Intake of conjugated linoleic acid CLA has been demonstrated to beneficially affect risk markers of atherosclerosis and diabetes in rats. CLA is naturally found in milk fat, especially from cows fed a diet high in oleic acid, and increased CLA intake can occur concomitantly with increased milk fat intake. Our objective was to investigate the effect of CLA as part of a diet rich in butter as a source of milk fat on risk markers of atherosclerosis, inflammation, diabetes type II, and lipid peroxidation. A total of 38 healthy young men were given a diet with 115 g/d of CLA-rich fat (5.5 g/d CLA oil, a mixture of 39.4% cis9, trans11 and 38.5% trans10, cis12) or of control fat with a low content of CLA in a 5-wk double-blind, randomized, parallel intervention study.
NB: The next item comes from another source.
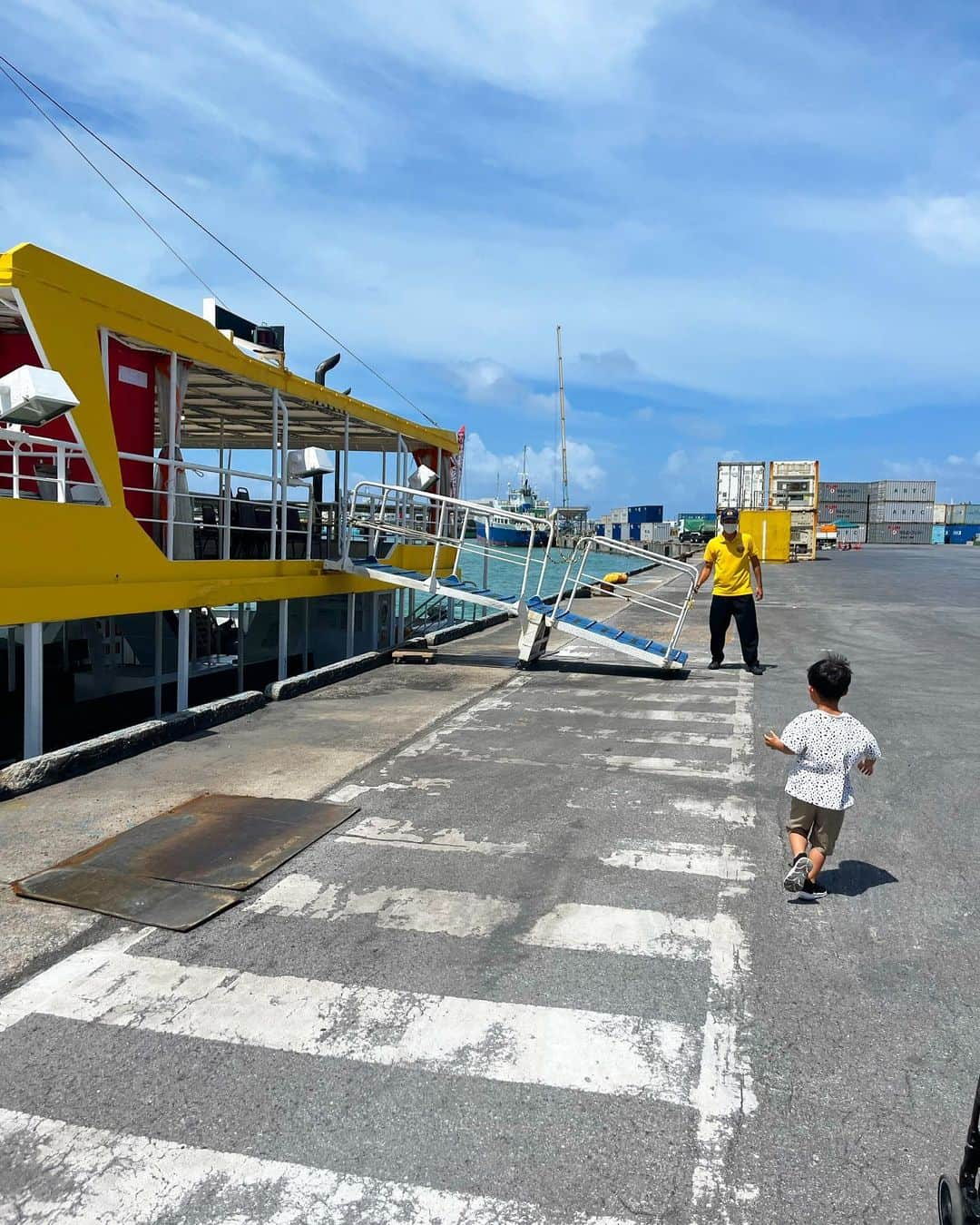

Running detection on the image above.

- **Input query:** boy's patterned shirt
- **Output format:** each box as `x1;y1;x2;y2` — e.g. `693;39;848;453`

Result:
779;710;881;808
The fatty acid composition of plasma triacylglycerol, cholesterol esters, and phospholipids reflected that of the intervention diets. The CLA diet resulted in increased lipid peroxidation compared with the control. We observed no other significant differences in the effect of the interventions diets. In conclusion, when given as part of a diet rich in butter, a mixture of CLA isomers increased lipid peroxidation but did not affect risk markers of cardiovascular disease, inflammation, or fasting insulin and glucose concentrations.

I have been reading up on CLA for fat loss and am contemplating trying it. I read on your website that it is a fatty acid. I currently take fish oil capsules and wonder if I take CLA is this too much fatty acids at the same time? Should I suspend the fish oil for a while? PS Love your website. It is very informative and helpful.
    Different people have different responses to supplements and much depends on one's diet, activity level, other supplements used, etc. There is no simple answer that would apply to everyone.

I was trashed by Cymbalta prescribed off-label for ADD. I gained 35 pounds in 10 months on the drug. And my metabolism is still messed up even off the drug. I’ve read some psycho-pharm recovery info online about using CLA and Omega-3 to facilitate weight loss and metabolic recovery. But other opinions are mixed.